Quitter l’Otan pour retrouver une capacité de pensée

En quittant le Commandement militaire intégré, notre pays va retrouver une capacité de pensée, de manœuvre et donc d’utilité stratégique. Nous pourrons plus facilement, le cas échéant, nous désolidariser des aventures militaires programmées de l’Alliance qui ne correspondraient pas à nos intérêts nationaux, notamment quand il s’agit de cibler la Russie et la Chine qui sont des partenaires et des concurrents de la France, pas ses ennemis.
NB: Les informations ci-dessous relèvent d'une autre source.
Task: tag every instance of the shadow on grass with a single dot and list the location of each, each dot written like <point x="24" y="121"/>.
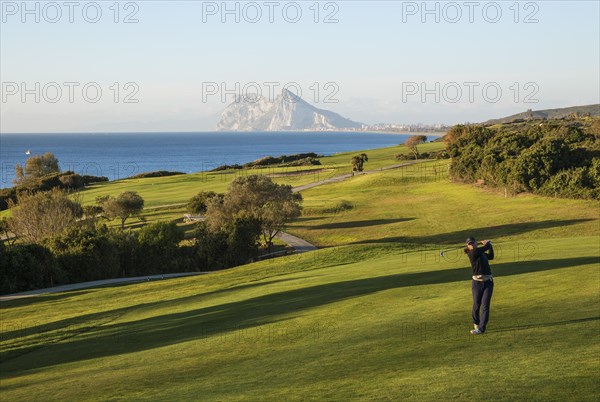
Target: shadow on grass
<point x="203" y="323"/>
<point x="488" y="232"/>
<point x="12" y="331"/>
<point x="547" y="324"/>
<point x="356" y="224"/>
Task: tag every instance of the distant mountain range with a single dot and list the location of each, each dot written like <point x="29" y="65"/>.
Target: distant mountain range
<point x="286" y="112"/>
<point x="592" y="110"/>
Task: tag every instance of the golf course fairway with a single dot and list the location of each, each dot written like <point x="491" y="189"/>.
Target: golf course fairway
<point x="375" y="314"/>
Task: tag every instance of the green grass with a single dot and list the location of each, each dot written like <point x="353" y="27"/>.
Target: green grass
<point x="376" y="315"/>
<point x="158" y="191"/>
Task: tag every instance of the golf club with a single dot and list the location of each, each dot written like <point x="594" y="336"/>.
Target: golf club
<point x="443" y="252"/>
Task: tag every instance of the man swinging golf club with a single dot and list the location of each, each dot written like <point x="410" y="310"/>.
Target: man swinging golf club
<point x="483" y="282"/>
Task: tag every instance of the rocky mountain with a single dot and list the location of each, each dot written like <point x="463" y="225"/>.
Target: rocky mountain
<point x="592" y="110"/>
<point x="286" y="112"/>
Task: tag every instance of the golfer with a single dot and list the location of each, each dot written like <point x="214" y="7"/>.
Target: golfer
<point x="483" y="282"/>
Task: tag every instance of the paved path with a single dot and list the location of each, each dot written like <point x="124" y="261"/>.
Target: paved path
<point x="84" y="285"/>
<point x="349" y="175"/>
<point x="300" y="245"/>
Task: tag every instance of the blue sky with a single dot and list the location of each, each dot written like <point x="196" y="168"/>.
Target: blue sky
<point x="375" y="62"/>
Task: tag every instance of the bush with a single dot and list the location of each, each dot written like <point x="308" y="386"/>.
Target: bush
<point x="26" y="267"/>
<point x="160" y="173"/>
<point x="198" y="203"/>
<point x="556" y="157"/>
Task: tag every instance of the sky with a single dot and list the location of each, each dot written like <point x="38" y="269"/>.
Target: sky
<point x="109" y="66"/>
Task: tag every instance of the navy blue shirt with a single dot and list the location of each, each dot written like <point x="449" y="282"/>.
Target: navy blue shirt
<point x="479" y="259"/>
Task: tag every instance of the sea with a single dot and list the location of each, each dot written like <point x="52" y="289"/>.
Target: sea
<point x="120" y="155"/>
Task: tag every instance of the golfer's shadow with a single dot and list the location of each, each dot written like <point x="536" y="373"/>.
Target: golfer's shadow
<point x="108" y="336"/>
<point x="546" y="324"/>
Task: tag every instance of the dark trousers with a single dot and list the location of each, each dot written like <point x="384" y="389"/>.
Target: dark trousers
<point x="482" y="296"/>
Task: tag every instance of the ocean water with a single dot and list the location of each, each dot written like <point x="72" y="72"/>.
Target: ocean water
<point x="125" y="154"/>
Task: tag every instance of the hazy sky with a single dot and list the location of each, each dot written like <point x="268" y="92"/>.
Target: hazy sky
<point x="371" y="61"/>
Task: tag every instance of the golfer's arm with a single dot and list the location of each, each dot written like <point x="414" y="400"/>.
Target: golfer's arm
<point x="485" y="248"/>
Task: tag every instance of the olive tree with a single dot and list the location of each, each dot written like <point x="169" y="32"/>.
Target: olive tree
<point x="255" y="197"/>
<point x="413" y="141"/>
<point x="43" y="214"/>
<point x="123" y="207"/>
<point x="36" y="167"/>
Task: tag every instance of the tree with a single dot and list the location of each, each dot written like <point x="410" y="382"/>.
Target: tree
<point x="124" y="206"/>
<point x="358" y="162"/>
<point x="413" y="141"/>
<point x="5" y="233"/>
<point x="256" y="197"/>
<point x="43" y="214"/>
<point x="198" y="203"/>
<point x="36" y="167"/>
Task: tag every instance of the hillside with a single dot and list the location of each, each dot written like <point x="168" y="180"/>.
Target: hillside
<point x="376" y="315"/>
<point x="592" y="110"/>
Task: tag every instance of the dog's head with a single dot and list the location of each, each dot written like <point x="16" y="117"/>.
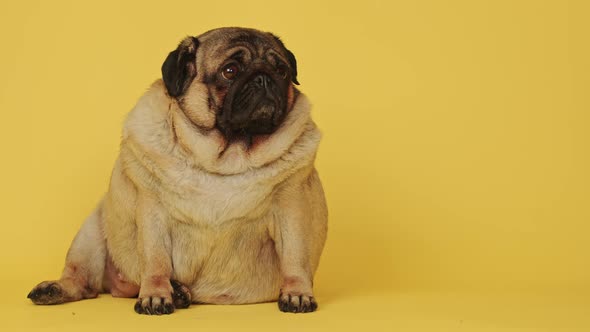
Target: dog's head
<point x="240" y="81"/>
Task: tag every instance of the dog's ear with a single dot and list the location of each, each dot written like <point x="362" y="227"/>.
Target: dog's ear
<point x="290" y="58"/>
<point x="180" y="68"/>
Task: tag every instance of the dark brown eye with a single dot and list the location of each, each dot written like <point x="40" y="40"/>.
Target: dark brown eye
<point x="282" y="71"/>
<point x="230" y="72"/>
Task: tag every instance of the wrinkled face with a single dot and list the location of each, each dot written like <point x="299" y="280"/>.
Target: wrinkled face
<point x="248" y="75"/>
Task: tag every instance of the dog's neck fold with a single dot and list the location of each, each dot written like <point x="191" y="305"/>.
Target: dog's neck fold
<point x="297" y="138"/>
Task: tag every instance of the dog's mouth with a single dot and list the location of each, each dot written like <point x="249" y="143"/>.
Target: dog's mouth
<point x="254" y="107"/>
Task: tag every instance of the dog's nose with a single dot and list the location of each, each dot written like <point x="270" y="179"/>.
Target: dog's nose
<point x="262" y="80"/>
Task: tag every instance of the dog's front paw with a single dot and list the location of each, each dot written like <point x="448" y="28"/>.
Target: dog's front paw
<point x="155" y="297"/>
<point x="154" y="305"/>
<point x="181" y="296"/>
<point x="297" y="303"/>
<point x="47" y="292"/>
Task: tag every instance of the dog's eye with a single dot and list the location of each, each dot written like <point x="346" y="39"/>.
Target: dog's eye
<point x="230" y="71"/>
<point x="282" y="71"/>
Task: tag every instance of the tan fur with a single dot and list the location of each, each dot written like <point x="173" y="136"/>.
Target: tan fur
<point x="234" y="223"/>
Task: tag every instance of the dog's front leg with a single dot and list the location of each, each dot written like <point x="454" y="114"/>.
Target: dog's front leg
<point x="155" y="248"/>
<point x="298" y="247"/>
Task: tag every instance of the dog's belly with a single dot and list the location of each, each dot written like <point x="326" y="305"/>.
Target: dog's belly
<point x="229" y="264"/>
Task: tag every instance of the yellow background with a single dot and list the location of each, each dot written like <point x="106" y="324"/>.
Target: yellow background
<point x="455" y="159"/>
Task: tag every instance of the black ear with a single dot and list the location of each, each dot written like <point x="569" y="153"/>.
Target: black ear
<point x="290" y="58"/>
<point x="179" y="68"/>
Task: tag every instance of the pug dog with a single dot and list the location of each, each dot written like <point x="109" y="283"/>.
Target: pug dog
<point x="214" y="197"/>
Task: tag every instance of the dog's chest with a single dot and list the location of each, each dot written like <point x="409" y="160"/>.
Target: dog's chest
<point x="197" y="197"/>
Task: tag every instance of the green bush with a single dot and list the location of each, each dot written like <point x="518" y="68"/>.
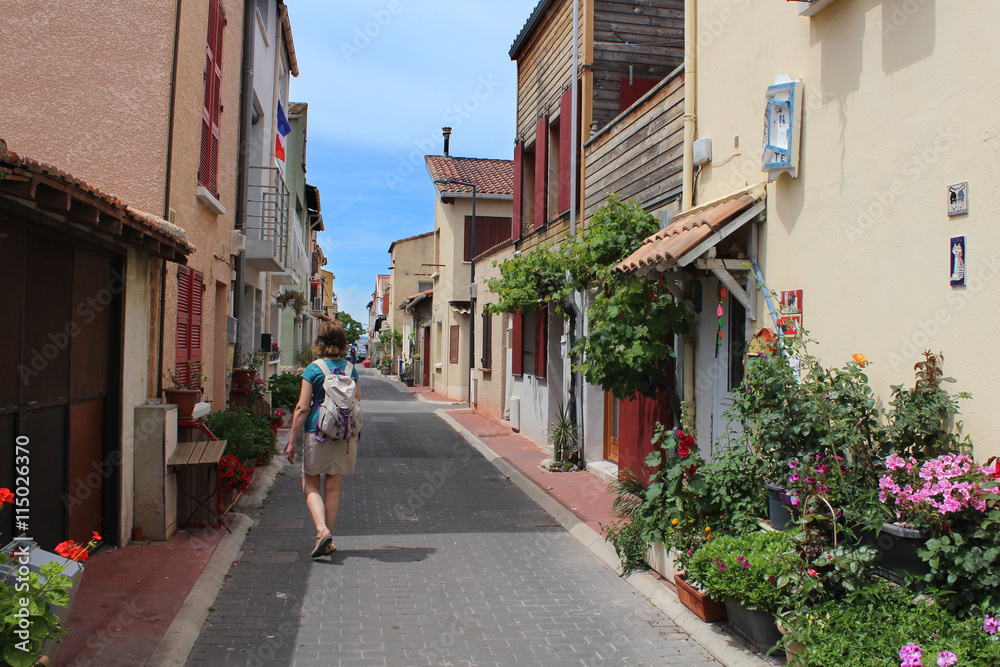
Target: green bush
<point x="247" y="435"/>
<point x="285" y="388"/>
<point x="743" y="568"/>
<point x="869" y="628"/>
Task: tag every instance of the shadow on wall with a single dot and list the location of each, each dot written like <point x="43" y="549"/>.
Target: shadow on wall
<point x="908" y="33"/>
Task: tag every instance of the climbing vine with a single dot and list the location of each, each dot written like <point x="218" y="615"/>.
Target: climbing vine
<point x="631" y="322"/>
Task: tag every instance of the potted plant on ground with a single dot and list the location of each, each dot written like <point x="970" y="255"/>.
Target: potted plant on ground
<point x="744" y="570"/>
<point x="245" y="369"/>
<point x="30" y="594"/>
<point x="186" y="389"/>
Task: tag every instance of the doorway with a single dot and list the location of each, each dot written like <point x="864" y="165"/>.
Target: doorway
<point x="612" y="411"/>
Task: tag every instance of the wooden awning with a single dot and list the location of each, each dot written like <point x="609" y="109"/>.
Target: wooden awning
<point x="86" y="207"/>
<point x="690" y="235"/>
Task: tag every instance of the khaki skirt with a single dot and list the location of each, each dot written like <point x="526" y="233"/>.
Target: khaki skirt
<point x="329" y="457"/>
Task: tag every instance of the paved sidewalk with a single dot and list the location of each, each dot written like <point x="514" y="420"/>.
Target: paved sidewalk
<point x="441" y="560"/>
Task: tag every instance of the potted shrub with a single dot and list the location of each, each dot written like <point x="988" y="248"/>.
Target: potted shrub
<point x="41" y="592"/>
<point x="744" y="570"/>
<point x="186" y="390"/>
<point x="245" y="370"/>
<point x="930" y="499"/>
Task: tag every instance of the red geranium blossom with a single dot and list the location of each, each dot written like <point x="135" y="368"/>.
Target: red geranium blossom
<point x="73" y="551"/>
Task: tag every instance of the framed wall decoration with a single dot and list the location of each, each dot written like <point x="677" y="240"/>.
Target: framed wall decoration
<point x="958" y="260"/>
<point x="958" y="199"/>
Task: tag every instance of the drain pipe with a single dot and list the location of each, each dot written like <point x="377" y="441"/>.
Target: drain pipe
<point x="166" y="197"/>
<point x="573" y="179"/>
<point x="243" y="168"/>
<point x="690" y="91"/>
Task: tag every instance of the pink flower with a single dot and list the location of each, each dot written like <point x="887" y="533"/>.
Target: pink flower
<point x="947" y="659"/>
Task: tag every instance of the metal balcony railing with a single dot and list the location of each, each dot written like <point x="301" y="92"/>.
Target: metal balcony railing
<point x="268" y="210"/>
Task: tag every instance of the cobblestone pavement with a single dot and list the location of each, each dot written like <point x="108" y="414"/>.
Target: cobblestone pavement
<point x="441" y="560"/>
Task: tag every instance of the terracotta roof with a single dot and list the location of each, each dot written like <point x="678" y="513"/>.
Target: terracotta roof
<point x="492" y="177"/>
<point x="30" y="179"/>
<point x="408" y="238"/>
<point x="490" y="251"/>
<point x="529" y="27"/>
<point x="687" y="232"/>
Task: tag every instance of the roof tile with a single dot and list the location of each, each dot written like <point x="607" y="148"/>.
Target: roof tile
<point x="492" y="177"/>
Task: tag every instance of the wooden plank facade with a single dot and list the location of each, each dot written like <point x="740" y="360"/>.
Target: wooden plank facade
<point x="640" y="154"/>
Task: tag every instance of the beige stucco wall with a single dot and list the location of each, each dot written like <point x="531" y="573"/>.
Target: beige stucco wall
<point x="491" y="391"/>
<point x="86" y="87"/>
<point x="210" y="233"/>
<point x="452" y="379"/>
<point x="896" y="110"/>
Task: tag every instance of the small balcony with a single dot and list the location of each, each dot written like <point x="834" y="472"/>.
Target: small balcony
<point x="267" y="220"/>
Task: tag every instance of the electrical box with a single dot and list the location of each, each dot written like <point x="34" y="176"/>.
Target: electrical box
<point x="702" y="150"/>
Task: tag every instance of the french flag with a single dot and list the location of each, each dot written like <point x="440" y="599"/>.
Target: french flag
<point x="280" y="136"/>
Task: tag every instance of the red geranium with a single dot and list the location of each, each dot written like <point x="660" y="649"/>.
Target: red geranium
<point x="73" y="551"/>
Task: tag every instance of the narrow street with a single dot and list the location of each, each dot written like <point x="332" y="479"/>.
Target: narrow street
<point x="441" y="560"/>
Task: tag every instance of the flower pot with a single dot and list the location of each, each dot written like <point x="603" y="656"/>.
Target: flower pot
<point x="793" y="648"/>
<point x="898" y="547"/>
<point x="243" y="378"/>
<point x="754" y="625"/>
<point x="779" y="512"/>
<point x="662" y="561"/>
<point x="185" y="400"/>
<point x="703" y="606"/>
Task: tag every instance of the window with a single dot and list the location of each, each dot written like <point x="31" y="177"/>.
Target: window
<point x="453" y="346"/>
<point x="490" y="231"/>
<point x="529" y="342"/>
<point x="208" y="169"/>
<point x="190" y="291"/>
<point x="487" y="359"/>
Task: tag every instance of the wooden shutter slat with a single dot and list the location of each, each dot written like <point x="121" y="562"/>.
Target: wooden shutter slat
<point x="565" y="142"/>
<point x="516" y="343"/>
<point x="541" y="331"/>
<point x="541" y="169"/>
<point x="515" y="228"/>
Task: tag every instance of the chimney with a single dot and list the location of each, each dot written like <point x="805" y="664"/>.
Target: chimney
<point x="447" y="139"/>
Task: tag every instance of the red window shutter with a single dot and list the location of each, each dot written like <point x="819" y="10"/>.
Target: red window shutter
<point x="182" y="352"/>
<point x="516" y="343"/>
<point x="515" y="228"/>
<point x="629" y="93"/>
<point x="453" y="347"/>
<point x="565" y="142"/>
<point x="541" y="331"/>
<point x="197" y="296"/>
<point x="209" y="163"/>
<point x="541" y="168"/>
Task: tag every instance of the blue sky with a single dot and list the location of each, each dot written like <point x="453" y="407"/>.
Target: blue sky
<point x="381" y="79"/>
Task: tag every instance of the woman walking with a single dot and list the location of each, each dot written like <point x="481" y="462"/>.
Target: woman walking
<point x="332" y="458"/>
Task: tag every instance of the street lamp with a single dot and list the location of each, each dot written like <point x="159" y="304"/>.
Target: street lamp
<point x="472" y="282"/>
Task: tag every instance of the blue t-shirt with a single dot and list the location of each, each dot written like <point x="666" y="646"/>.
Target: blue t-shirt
<point x="315" y="376"/>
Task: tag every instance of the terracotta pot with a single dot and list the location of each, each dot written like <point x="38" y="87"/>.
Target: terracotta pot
<point x="703" y="606"/>
<point x="185" y="400"/>
<point x="243" y="378"/>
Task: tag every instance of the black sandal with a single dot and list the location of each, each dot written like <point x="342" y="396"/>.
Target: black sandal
<point x="322" y="546"/>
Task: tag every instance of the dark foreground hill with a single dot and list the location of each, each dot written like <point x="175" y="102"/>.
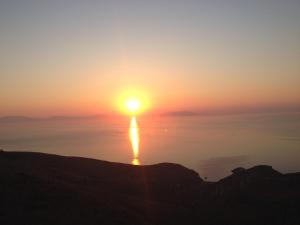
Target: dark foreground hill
<point x="40" y="189"/>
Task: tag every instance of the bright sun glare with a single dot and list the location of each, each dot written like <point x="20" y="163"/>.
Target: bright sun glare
<point x="133" y="105"/>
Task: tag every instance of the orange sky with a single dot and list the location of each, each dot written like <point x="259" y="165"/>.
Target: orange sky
<point x="79" y="60"/>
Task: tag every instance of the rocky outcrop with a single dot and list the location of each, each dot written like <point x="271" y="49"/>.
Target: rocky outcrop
<point x="38" y="188"/>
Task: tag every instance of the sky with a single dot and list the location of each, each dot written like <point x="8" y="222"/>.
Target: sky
<point x="79" y="57"/>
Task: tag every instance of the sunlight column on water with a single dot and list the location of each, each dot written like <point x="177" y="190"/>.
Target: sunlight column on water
<point x="134" y="137"/>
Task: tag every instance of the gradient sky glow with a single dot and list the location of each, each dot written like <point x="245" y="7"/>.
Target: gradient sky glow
<point x="77" y="57"/>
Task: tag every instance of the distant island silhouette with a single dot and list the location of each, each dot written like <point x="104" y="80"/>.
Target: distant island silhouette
<point x="42" y="189"/>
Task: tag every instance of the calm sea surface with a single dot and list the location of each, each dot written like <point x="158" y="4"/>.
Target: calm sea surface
<point x="211" y="145"/>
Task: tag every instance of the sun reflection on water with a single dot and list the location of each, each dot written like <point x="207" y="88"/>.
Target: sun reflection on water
<point x="134" y="137"/>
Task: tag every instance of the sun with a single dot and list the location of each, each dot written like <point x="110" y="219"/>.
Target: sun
<point x="133" y="102"/>
<point x="133" y="105"/>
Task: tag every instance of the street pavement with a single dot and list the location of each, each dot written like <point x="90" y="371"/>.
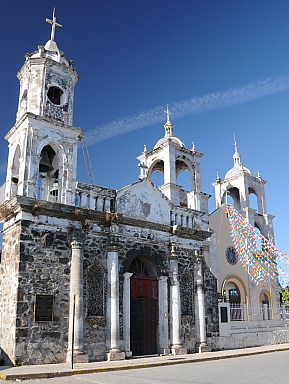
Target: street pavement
<point x="267" y="364"/>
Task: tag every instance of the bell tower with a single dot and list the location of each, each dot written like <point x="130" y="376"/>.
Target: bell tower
<point x="43" y="142"/>
<point x="239" y="184"/>
<point x="170" y="157"/>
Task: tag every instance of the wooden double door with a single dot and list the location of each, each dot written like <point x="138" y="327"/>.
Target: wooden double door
<point x="143" y="315"/>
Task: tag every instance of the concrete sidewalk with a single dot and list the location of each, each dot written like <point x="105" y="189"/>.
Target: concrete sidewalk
<point x="54" y="370"/>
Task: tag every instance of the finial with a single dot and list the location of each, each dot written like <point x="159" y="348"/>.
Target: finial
<point x="54" y="24"/>
<point x="235" y="144"/>
<point x="168" y="113"/>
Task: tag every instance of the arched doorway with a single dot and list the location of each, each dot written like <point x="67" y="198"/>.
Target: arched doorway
<point x="233" y="296"/>
<point x="265" y="303"/>
<point x="143" y="307"/>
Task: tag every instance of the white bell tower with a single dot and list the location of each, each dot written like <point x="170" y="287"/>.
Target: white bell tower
<point x="43" y="142"/>
<point x="239" y="184"/>
<point x="169" y="157"/>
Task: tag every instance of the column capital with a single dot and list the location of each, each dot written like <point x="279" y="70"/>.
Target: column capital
<point x="198" y="255"/>
<point x="127" y="275"/>
<point x="113" y="243"/>
<point x="174" y="251"/>
<point x="78" y="238"/>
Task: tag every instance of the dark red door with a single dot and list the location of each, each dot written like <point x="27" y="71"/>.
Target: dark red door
<point x="143" y="316"/>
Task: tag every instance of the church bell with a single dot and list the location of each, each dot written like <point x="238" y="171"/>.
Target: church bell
<point x="15" y="179"/>
<point x="54" y="189"/>
<point x="45" y="165"/>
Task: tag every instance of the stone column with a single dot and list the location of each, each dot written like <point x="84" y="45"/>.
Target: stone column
<point x="112" y="311"/>
<point x="76" y="300"/>
<point x="126" y="314"/>
<point x="175" y="301"/>
<point x="201" y="345"/>
<point x="163" y="316"/>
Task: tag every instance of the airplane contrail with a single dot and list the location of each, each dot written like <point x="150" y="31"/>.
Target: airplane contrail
<point x="210" y="101"/>
<point x="191" y="106"/>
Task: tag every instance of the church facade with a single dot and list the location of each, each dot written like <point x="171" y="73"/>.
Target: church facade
<point x="251" y="302"/>
<point x="108" y="274"/>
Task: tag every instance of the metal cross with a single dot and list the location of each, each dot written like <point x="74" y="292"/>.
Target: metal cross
<point x="168" y="113"/>
<point x="235" y="144"/>
<point x="54" y="24"/>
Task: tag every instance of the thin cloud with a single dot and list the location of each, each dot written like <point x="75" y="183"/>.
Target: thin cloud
<point x="191" y="106"/>
<point x="187" y="107"/>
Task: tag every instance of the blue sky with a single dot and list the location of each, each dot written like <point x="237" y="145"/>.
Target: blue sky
<point x="221" y="65"/>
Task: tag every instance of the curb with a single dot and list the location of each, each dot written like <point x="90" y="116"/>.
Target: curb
<point x="70" y="372"/>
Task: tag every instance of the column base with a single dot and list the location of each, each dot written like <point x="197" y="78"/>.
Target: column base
<point x="178" y="350"/>
<point x="114" y="355"/>
<point x="203" y="347"/>
<point x="165" y="351"/>
<point x="78" y="357"/>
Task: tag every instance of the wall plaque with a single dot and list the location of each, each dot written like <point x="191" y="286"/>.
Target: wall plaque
<point x="43" y="308"/>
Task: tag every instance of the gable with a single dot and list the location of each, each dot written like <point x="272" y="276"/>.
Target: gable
<point x="144" y="201"/>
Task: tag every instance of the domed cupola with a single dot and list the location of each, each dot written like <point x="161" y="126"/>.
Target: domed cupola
<point x="170" y="157"/>
<point x="238" y="166"/>
<point x="239" y="184"/>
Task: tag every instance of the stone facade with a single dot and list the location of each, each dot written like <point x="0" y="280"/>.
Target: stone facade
<point x="37" y="259"/>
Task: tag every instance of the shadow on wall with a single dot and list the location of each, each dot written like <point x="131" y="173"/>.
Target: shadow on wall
<point x="4" y="360"/>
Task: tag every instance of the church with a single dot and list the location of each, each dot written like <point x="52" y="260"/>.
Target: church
<point x="102" y="274"/>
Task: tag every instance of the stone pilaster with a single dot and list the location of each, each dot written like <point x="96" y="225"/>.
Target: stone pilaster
<point x="76" y="300"/>
<point x="163" y="316"/>
<point x="175" y="301"/>
<point x="112" y="311"/>
<point x="126" y="314"/>
<point x="201" y="345"/>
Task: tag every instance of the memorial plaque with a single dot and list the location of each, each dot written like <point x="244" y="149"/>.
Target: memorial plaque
<point x="43" y="308"/>
<point x="224" y="314"/>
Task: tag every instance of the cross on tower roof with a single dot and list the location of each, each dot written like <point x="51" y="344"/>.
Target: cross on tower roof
<point x="168" y="113"/>
<point x="54" y="24"/>
<point x="235" y="144"/>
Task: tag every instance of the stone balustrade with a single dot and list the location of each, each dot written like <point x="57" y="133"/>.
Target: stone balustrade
<point x="185" y="217"/>
<point x="96" y="198"/>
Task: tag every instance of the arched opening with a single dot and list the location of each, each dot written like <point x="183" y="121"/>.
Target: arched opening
<point x="232" y="197"/>
<point x="56" y="95"/>
<point x="48" y="187"/>
<point x="97" y="291"/>
<point x="265" y="301"/>
<point x="15" y="171"/>
<point x="156" y="173"/>
<point x="183" y="175"/>
<point x="144" y="307"/>
<point x="253" y="199"/>
<point x="233" y="292"/>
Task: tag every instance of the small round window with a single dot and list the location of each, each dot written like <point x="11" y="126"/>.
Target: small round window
<point x="56" y="95"/>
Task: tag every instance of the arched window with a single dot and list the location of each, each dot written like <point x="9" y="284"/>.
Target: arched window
<point x="48" y="186"/>
<point x="253" y="199"/>
<point x="15" y="171"/>
<point x="157" y="173"/>
<point x="232" y="196"/>
<point x="97" y="290"/>
<point x="184" y="176"/>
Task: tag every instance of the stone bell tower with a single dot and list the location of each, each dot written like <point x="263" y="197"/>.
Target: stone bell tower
<point x="43" y="142"/>
<point x="169" y="157"/>
<point x="239" y="184"/>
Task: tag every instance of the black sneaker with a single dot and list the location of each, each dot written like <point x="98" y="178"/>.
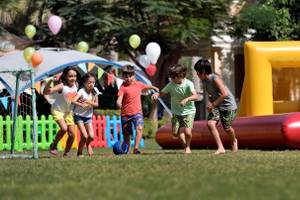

Vouloir sortir du Commandement militaire intégré ne signifie cependant pas sortir de l’Otan ni adopter une quelconque posture d’hostilité envers les Etats-Unis qui demeurent nos alliés et amis. Mais l’alliance n’est pas l’allégeance, encore moins l’alignement. Un allié utile est un allié libre qui peut donner son avis et le voir pris en compte. C’est particulièrement vrai pour la France, seule puissance militaire et nucléaire complète au sein de l’UE. Nous devons demeurer dans l’Otan, y garder notre droit de véto pour arrêter son élargissement à de nouveaux membres qui menace la stabilité et la sécurité de l’Europe entière comme en témoigne la crise actuelle à propos de l’Ukraine. L’avancée constante de l’Alliance vers les frontières de la Russie depuis la fin de la Guerre froide a abouti à une dangereuse crispation de Moscou. Si chaque Etat est libre de choisir ses alliances, la sécurité du continent européen est aussi reconnue par l’ensemble des traités comme « une et indivisible » (aucun Etat ne peut garantir sa propre sécurité aux dépens de celle de ses voisins). 

L’Otan est anachronique

L’Otan, organisation à visée défensive à l’origine, est anachronique. Le Pacte de Varsovie a disparu, comme l’URSS. Or, pour survivre et pérenniser la domination stratégique américaine sur l’Europe, l’Alliance s’est transformée en une coalition politico-militaire conquérante, qui veut désormais étendre son spectre d’intervention légitime au monde entier. Ce faisant, elle nourrit la repolarisation des relations internationales autour du duel Etats-Unis / Chine qui est porteuse de dangers. Le monde est polycentré. Il ne peut plus être vu en noir et blanc. Quant à l’idéologie des droits de l’homme, à l’œuvre depuis 30 ans et prétexte aux ingérences occidentales, elle n’a produit ni paix ni progrès, mais abouti à la régression de grands Etats fragmentés par nos interventions. Celles-ci sont devenues insupportables à la plupart des Etats. 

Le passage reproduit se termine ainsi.